摘要: 全球气候变化背景下，极端干旱频发对区域水资源安全构成严峻挑战。传统静态配置模式难以适应极端干旱孕育过程中供水能力与需水压力的非线性协同演化特征。本文选取2001年豫北地区历史罕见极端干旱气象过程为驱动情景，评估豫北地区现状供水工程体系(含南水北调中线工程)在该类极端事件下的供需双侧动态适配关系。基于气象干旱综合指数(MCI)将干旱过程划分为露头、持续、高峰与缓解四个阶段，并引入收敛交叉映射模型，识别各阶段供需双侧耦合强度的不对称特征。结果显示：露头期与缓解期，供水侧对需水侧耦合解释力更强；持续期与高峰期则相反，需水侧对供水侧的反馈作用更强。据此提炼各阶段供需间关键响应关系：生活用水与地下水耦合强度持续偏高，提示应急保障应重点关注地下水；农业需水与水库供水响应最为紧密，提示水库调蓄需聚焦关键期灌溉；工业需水与外调水耦合逐步增强，提示可加强外调水对工业的支撑；生态需水与引黄水响应密切，提示引黄水是生态修复的核心水源。识别的关系可为区域抗旱应急管理与水资源韧性提升提供科学依据。

Abstract: Under the context of global climate change, the increasing frequency of extreme droughts poses a serious challenge to regional water security. Traditional static allocation models are inadequate to capture the nonlinear co-evolution characteristics of water supply capacity and water demand stress during the development of extreme droughts. This study adopts the historically rare extreme drought event that occurred in 2001 in Northern Henan as a driving scenario to evaluate the bidirectional dynamic supply-demand adaptation of the current water supply infrastructure (including the Middle Route of the South to North Water Diversion Project) under such extreme conditions.
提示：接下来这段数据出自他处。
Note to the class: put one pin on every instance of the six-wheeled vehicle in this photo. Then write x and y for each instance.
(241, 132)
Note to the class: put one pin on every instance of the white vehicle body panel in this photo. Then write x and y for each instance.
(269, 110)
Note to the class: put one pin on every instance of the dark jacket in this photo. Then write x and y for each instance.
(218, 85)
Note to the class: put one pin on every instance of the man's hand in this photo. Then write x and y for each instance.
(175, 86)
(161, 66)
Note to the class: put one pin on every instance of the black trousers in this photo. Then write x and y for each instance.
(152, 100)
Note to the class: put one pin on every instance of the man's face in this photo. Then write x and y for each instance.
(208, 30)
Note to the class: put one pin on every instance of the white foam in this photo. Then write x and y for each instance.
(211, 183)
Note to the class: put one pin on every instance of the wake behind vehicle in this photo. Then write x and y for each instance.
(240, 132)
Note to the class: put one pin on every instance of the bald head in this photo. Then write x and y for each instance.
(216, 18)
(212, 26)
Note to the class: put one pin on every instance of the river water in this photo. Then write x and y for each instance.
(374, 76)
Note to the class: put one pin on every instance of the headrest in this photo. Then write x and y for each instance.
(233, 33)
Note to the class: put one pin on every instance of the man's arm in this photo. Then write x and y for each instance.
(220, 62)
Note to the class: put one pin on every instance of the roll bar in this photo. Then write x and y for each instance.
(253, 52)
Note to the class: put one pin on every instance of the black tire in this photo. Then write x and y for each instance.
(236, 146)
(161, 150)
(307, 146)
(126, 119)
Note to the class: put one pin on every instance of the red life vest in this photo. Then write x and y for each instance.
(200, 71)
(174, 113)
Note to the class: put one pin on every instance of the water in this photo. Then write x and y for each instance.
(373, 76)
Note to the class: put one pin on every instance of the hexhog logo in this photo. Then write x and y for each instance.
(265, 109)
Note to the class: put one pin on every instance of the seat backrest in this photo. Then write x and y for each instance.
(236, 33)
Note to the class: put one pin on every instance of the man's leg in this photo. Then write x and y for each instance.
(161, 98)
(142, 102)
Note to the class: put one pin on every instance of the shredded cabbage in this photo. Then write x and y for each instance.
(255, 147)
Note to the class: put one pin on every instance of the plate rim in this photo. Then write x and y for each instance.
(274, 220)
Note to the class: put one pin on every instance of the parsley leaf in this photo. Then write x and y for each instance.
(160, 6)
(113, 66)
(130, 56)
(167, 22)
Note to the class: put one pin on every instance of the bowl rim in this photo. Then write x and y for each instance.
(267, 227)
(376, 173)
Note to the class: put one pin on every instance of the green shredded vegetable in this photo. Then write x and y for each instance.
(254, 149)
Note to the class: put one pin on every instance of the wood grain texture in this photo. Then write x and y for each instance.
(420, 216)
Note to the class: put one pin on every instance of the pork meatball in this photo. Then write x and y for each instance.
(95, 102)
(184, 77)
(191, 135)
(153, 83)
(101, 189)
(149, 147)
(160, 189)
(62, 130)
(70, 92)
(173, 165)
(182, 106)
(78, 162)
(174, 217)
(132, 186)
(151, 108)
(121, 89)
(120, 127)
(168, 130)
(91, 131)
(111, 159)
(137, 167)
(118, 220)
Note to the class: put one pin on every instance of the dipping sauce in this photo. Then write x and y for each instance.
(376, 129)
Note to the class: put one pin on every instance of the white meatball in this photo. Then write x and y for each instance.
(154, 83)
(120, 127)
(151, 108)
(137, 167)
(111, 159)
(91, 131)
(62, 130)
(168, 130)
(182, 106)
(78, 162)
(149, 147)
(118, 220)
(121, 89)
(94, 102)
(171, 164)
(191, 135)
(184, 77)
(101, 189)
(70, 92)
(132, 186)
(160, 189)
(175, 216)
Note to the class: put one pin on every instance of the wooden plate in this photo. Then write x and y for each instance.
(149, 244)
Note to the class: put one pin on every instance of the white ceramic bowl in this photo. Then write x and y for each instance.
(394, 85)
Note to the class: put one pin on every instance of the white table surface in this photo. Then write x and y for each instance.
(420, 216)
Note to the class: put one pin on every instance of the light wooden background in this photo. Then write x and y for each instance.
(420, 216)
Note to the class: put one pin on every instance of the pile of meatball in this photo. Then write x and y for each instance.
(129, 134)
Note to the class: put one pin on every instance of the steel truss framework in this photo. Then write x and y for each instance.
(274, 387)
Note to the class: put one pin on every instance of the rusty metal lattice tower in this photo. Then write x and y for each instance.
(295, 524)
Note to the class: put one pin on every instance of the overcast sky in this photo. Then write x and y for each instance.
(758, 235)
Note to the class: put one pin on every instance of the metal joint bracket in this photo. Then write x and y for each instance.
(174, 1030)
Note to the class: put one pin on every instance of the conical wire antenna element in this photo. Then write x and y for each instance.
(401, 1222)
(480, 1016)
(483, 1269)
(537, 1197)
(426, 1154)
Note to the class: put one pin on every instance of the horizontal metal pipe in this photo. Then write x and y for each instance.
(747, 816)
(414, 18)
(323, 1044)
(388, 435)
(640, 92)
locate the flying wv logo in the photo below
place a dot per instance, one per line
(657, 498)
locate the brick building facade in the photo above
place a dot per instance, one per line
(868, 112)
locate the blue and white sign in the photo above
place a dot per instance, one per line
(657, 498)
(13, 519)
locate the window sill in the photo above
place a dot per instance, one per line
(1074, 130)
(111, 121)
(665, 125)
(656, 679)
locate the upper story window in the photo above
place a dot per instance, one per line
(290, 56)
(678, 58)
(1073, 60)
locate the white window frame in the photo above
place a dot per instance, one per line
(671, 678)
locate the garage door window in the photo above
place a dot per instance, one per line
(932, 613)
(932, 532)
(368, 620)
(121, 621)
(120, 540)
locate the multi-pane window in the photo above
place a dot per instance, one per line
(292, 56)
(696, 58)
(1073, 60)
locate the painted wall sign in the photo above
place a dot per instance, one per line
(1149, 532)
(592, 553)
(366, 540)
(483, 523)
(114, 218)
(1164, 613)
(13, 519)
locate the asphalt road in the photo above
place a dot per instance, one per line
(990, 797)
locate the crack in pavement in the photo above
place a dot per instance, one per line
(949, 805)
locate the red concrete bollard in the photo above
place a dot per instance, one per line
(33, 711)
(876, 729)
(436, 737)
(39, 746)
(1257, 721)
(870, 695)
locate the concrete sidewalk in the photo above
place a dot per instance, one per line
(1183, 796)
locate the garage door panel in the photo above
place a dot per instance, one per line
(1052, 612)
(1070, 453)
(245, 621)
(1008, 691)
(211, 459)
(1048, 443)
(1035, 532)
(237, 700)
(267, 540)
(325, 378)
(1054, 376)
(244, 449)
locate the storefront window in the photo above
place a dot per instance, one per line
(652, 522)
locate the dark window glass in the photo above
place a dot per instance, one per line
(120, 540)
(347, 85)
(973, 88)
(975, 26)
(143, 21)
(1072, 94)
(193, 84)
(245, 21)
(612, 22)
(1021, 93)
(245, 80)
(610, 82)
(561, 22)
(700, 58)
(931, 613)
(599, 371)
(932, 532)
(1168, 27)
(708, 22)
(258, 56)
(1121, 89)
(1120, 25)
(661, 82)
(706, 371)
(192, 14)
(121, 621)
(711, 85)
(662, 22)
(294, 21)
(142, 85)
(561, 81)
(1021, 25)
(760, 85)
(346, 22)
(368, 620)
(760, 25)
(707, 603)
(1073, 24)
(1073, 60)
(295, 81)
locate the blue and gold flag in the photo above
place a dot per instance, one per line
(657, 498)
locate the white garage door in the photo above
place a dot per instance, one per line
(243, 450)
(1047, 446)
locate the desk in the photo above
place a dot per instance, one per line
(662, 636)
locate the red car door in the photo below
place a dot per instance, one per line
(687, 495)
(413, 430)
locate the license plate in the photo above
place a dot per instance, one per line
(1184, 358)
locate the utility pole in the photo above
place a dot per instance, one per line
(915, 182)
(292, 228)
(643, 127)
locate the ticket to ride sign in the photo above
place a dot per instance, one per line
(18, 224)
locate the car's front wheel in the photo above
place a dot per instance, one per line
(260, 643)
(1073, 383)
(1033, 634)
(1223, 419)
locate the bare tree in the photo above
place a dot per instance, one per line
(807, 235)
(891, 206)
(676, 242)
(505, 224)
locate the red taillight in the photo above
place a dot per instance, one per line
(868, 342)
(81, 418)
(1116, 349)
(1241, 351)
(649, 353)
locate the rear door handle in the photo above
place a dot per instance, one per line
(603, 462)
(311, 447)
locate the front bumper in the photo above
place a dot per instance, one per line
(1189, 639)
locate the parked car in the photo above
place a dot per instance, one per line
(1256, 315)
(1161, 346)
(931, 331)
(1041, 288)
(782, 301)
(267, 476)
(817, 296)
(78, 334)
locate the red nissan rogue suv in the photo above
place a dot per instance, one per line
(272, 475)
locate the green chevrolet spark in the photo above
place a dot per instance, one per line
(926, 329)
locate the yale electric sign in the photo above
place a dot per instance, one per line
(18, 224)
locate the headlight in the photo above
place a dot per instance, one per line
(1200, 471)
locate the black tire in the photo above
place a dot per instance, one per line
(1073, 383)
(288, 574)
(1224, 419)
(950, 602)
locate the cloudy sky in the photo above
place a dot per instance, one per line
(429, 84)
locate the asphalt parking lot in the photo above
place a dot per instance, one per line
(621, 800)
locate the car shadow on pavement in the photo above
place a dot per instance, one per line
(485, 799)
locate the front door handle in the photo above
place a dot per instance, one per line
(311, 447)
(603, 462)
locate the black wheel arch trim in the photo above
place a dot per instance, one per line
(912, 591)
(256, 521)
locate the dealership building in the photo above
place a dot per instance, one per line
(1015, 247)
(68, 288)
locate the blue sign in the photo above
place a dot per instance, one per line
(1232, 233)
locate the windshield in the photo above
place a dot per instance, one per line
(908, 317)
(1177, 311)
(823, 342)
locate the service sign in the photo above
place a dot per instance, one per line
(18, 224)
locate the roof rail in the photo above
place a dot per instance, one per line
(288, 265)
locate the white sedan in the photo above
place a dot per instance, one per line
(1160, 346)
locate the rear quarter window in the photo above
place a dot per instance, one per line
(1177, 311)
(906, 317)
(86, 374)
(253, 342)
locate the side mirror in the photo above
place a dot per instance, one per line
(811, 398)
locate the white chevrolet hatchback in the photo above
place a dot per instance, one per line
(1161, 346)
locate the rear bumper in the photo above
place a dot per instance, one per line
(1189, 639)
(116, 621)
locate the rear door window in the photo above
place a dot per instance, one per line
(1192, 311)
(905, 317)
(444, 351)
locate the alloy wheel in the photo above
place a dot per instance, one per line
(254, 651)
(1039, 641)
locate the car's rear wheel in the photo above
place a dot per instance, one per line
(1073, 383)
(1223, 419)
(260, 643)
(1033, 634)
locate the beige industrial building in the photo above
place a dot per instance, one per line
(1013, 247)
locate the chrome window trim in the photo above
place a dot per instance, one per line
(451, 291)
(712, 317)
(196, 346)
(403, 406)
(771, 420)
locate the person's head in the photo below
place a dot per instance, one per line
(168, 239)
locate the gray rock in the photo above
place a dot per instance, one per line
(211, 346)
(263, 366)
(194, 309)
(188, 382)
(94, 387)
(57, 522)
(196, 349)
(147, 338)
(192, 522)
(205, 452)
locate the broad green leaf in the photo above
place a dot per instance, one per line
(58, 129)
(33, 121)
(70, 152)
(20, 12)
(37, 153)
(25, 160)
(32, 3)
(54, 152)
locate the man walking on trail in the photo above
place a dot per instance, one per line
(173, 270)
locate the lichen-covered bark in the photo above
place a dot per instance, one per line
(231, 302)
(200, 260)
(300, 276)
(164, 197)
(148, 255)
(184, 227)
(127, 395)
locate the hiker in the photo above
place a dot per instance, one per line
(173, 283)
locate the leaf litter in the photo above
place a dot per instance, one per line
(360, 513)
The drought process is divided into four stages (onset, duration, peak, and recovery) based on the Meteorological Drought Composite Index (MCI), and the convergent cross-mapping method is introduced to identify the asymmetric characteristics of supply-demand coupling strength at each stage. The results show that during the onset and recovery stages, the supply side has stronger explanatory power over the demand side in terms of coupling. In contrast, during the duration and peak stages, the demand side exerts a stronger feedback effect on the supply side. Based on these findings, key response relationships between supply and demand are distilled for each stage: the coupling strength between domestic water and groundwater remains consistently high, indicating that emergency support should focus on groundwater resources; agricultural water demand is most closely coupled with reservoir supply, suggesting that reservoir regulation should target critical irrigation periods; industrial water demand shows a gradually increasing coupling with external transferred water, implying that external water can be enhanced to support industry; and ecological water demand is closely linked to Yellow River diversion water, highlighting the latter as a core source for ecological restoration. These identified relationships can provide scientific references for regional drought emergency management and water resources resilience enhancement.